Under the Sun (2015)
9/10
What Were the North Koreans Thinking?
10 January 2017
The European and Russian filmmakers were invited by the North Korean government to make a documentary that glorified their country, but the filmmakers managed to subvert the intent of the film by keeping the cameras running while the government handlers were giving instructions to the participants. Other reviewers have discussed the ways in which the government handlers coached the participants and created fake backgrounds for the family.

But it is the unstaged scenes that really give an indication of the totalitarian nature of the country. I have ridden subways in New York, Chicago, Boston, Los Angeles, London, Stockholm, Tokyo, and Seoul, and I have never seen, nor could I have imagined, a scene like the one after Zin-mi's initiation into the Children's Union. (That's a surreal event in itself, especially the unison applause that all stops at the same time.) That is, literally hundreds of parents and children are at the subway station, returning from what is supposed to be a momentous occasion, and none of the parents or children say a word. They wait silently for the train, and they ride it silently, looking rather depressed.

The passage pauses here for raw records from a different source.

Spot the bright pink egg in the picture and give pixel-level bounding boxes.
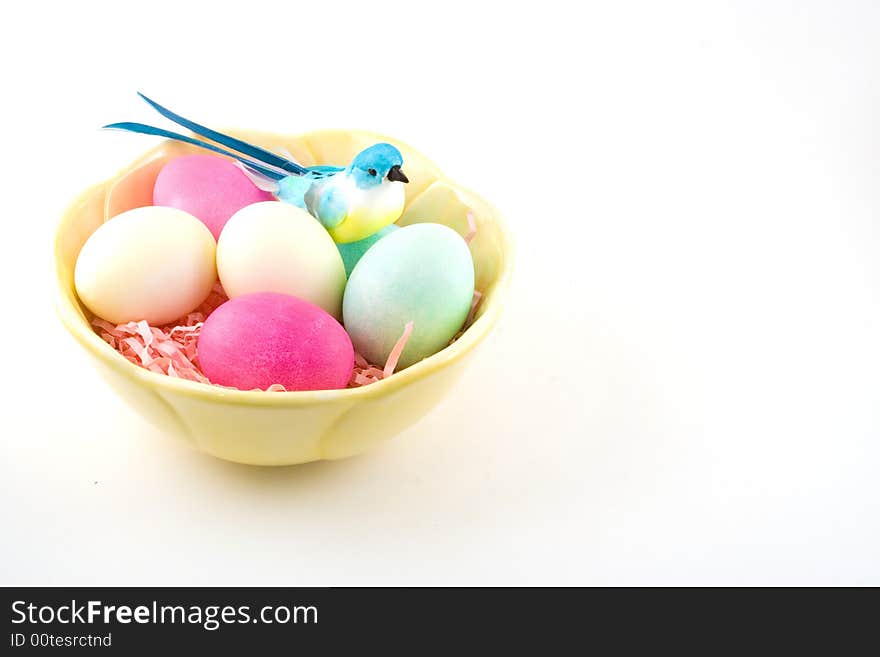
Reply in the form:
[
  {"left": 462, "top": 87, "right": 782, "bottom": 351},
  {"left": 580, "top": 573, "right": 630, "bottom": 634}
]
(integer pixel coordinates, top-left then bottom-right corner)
[
  {"left": 198, "top": 292, "right": 354, "bottom": 390},
  {"left": 153, "top": 155, "right": 275, "bottom": 240}
]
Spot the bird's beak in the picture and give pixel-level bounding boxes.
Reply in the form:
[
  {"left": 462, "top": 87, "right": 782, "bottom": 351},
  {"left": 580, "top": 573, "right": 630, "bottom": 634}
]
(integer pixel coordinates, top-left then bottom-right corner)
[{"left": 388, "top": 164, "right": 409, "bottom": 182}]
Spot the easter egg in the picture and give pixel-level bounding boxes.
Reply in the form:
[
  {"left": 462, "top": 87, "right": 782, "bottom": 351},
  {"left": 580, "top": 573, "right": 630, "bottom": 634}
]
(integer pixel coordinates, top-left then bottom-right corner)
[
  {"left": 74, "top": 206, "right": 217, "bottom": 326},
  {"left": 342, "top": 223, "right": 474, "bottom": 369},
  {"left": 217, "top": 201, "right": 345, "bottom": 318},
  {"left": 336, "top": 224, "right": 399, "bottom": 276},
  {"left": 153, "top": 155, "right": 274, "bottom": 240},
  {"left": 198, "top": 292, "right": 354, "bottom": 390}
]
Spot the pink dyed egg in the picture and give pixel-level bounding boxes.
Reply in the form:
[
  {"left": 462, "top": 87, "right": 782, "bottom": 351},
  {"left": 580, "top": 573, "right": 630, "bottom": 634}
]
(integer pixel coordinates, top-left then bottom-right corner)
[
  {"left": 198, "top": 292, "right": 354, "bottom": 390},
  {"left": 153, "top": 155, "right": 275, "bottom": 240}
]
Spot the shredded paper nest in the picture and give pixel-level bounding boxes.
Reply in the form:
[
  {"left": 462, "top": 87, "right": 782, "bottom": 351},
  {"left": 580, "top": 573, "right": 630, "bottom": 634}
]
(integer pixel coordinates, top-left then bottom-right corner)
[{"left": 92, "top": 214, "right": 483, "bottom": 392}]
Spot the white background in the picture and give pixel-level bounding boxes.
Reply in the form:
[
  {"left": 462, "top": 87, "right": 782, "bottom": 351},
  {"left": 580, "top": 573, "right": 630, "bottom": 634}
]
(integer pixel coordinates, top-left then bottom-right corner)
[{"left": 0, "top": 0, "right": 880, "bottom": 585}]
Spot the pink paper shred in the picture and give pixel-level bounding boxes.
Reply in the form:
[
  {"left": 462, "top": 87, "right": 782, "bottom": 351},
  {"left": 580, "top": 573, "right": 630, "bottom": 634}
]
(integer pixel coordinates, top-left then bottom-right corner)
[
  {"left": 464, "top": 212, "right": 477, "bottom": 244},
  {"left": 91, "top": 220, "right": 483, "bottom": 392}
]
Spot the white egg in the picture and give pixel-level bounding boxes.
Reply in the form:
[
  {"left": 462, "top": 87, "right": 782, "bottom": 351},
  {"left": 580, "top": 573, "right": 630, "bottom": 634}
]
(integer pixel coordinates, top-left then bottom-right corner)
[
  {"left": 217, "top": 201, "right": 345, "bottom": 319},
  {"left": 74, "top": 206, "right": 217, "bottom": 326}
]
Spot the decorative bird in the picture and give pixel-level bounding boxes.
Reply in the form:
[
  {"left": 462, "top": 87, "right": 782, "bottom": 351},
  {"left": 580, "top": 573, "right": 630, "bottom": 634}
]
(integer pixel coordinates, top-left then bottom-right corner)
[{"left": 104, "top": 92, "right": 409, "bottom": 243}]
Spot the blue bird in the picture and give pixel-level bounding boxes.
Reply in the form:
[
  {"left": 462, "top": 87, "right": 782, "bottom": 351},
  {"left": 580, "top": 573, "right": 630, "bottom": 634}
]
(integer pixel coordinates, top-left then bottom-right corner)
[{"left": 104, "top": 92, "right": 409, "bottom": 244}]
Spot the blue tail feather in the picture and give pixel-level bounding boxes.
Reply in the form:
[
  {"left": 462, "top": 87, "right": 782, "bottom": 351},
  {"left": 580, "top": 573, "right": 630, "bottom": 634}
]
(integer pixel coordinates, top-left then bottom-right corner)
[
  {"left": 138, "top": 91, "right": 307, "bottom": 176},
  {"left": 104, "top": 121, "right": 286, "bottom": 180}
]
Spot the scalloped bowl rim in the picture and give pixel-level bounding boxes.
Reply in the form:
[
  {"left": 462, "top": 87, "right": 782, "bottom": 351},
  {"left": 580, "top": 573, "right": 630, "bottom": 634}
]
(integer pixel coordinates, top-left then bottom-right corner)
[{"left": 52, "top": 130, "right": 513, "bottom": 407}]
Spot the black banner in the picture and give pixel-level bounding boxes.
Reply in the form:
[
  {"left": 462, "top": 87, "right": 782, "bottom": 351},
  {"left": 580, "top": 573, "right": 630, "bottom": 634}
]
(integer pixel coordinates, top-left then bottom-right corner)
[{"left": 0, "top": 588, "right": 877, "bottom": 655}]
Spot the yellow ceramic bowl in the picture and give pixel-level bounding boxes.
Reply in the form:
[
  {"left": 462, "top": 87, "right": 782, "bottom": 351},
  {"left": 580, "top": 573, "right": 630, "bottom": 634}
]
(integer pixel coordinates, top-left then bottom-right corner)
[{"left": 54, "top": 131, "right": 512, "bottom": 465}]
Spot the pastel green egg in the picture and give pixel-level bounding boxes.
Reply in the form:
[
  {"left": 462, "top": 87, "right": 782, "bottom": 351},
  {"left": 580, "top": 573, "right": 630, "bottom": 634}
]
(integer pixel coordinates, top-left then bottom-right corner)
[
  {"left": 336, "top": 224, "right": 400, "bottom": 276},
  {"left": 342, "top": 223, "right": 474, "bottom": 369}
]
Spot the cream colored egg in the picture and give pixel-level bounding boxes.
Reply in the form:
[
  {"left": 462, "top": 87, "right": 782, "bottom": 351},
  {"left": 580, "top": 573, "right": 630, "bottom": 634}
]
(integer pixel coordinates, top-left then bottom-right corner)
[
  {"left": 74, "top": 206, "right": 217, "bottom": 326},
  {"left": 217, "top": 201, "right": 345, "bottom": 319}
]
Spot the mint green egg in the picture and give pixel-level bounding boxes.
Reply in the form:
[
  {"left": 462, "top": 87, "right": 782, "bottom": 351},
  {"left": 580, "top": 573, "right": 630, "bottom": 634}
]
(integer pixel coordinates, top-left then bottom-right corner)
[
  {"left": 342, "top": 224, "right": 474, "bottom": 369},
  {"left": 336, "top": 224, "right": 400, "bottom": 276}
]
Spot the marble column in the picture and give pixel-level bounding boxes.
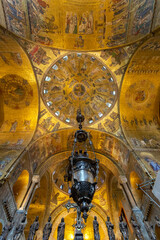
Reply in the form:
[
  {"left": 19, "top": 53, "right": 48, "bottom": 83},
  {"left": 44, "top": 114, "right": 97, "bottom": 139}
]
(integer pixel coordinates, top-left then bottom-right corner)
[
  {"left": 7, "top": 175, "right": 40, "bottom": 240},
  {"left": 119, "top": 176, "right": 150, "bottom": 240},
  {"left": 20, "top": 175, "right": 40, "bottom": 211}
]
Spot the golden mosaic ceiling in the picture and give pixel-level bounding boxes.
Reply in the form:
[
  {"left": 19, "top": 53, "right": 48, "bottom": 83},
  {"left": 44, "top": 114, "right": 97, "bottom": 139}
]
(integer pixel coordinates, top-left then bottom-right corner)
[
  {"left": 42, "top": 53, "right": 118, "bottom": 125},
  {"left": 0, "top": 0, "right": 160, "bottom": 50}
]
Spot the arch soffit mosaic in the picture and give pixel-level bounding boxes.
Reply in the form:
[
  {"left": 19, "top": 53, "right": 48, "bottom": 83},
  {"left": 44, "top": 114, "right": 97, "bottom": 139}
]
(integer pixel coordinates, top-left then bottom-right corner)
[
  {"left": 0, "top": 30, "right": 39, "bottom": 180},
  {"left": 120, "top": 35, "right": 160, "bottom": 174},
  {"left": 0, "top": 0, "right": 160, "bottom": 50}
]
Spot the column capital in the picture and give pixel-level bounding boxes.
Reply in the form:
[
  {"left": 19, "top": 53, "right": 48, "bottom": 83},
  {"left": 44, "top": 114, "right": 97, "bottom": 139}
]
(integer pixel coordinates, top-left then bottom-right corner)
[{"left": 32, "top": 175, "right": 40, "bottom": 183}]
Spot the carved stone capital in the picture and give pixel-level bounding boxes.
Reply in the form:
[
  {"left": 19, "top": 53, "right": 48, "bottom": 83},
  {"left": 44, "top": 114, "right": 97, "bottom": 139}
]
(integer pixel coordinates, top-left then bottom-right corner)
[{"left": 32, "top": 175, "right": 40, "bottom": 183}]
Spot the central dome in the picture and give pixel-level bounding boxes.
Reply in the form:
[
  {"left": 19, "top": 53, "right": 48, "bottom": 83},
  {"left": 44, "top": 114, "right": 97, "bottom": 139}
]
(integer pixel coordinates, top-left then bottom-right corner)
[{"left": 42, "top": 53, "right": 118, "bottom": 126}]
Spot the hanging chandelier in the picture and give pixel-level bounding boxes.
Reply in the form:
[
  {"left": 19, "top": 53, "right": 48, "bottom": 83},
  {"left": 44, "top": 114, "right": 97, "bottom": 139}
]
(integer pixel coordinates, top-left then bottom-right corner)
[{"left": 64, "top": 110, "right": 99, "bottom": 222}]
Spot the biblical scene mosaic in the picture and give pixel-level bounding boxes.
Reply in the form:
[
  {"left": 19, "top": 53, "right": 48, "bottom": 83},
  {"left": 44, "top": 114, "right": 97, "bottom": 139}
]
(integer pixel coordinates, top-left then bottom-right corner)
[{"left": 1, "top": 0, "right": 160, "bottom": 51}]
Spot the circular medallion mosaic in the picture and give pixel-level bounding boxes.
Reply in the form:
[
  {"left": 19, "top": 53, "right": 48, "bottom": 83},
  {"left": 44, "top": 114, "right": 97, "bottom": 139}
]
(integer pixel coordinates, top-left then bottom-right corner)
[
  {"left": 0, "top": 74, "right": 33, "bottom": 109},
  {"left": 41, "top": 53, "right": 118, "bottom": 126},
  {"left": 125, "top": 80, "right": 155, "bottom": 110}
]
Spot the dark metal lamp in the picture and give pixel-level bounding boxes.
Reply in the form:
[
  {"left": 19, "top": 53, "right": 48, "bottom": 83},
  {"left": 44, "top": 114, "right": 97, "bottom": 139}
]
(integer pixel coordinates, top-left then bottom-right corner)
[{"left": 65, "top": 111, "right": 99, "bottom": 221}]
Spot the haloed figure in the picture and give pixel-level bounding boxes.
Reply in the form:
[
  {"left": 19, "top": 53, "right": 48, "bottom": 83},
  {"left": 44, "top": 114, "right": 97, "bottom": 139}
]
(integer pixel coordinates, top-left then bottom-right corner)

Or take the arrival at work. Everyone silently stands in line, and they are expected to bow to a billboard of the Kim family before turning at a right angle and entering the building. After dancers in colorful costumes rehearse outside, they silently board buses. Nobody seems to talk in public or show anything but a blank facial expression. Even in more intimate scenes, even among the children, people seem to be looking for cues as to what is permitted or appropriate.

This is not "Communism." I was in China in 1990 and in Cuba in 2011, and in both countries, people talk and show emotions in public.

It is telling that the North Koreans saw all the footage (except what the filmmakers held back) and still approved it. Are they so into their own mindset that they don't know that foreigners would be creeped out by a society in which people act like robots in public?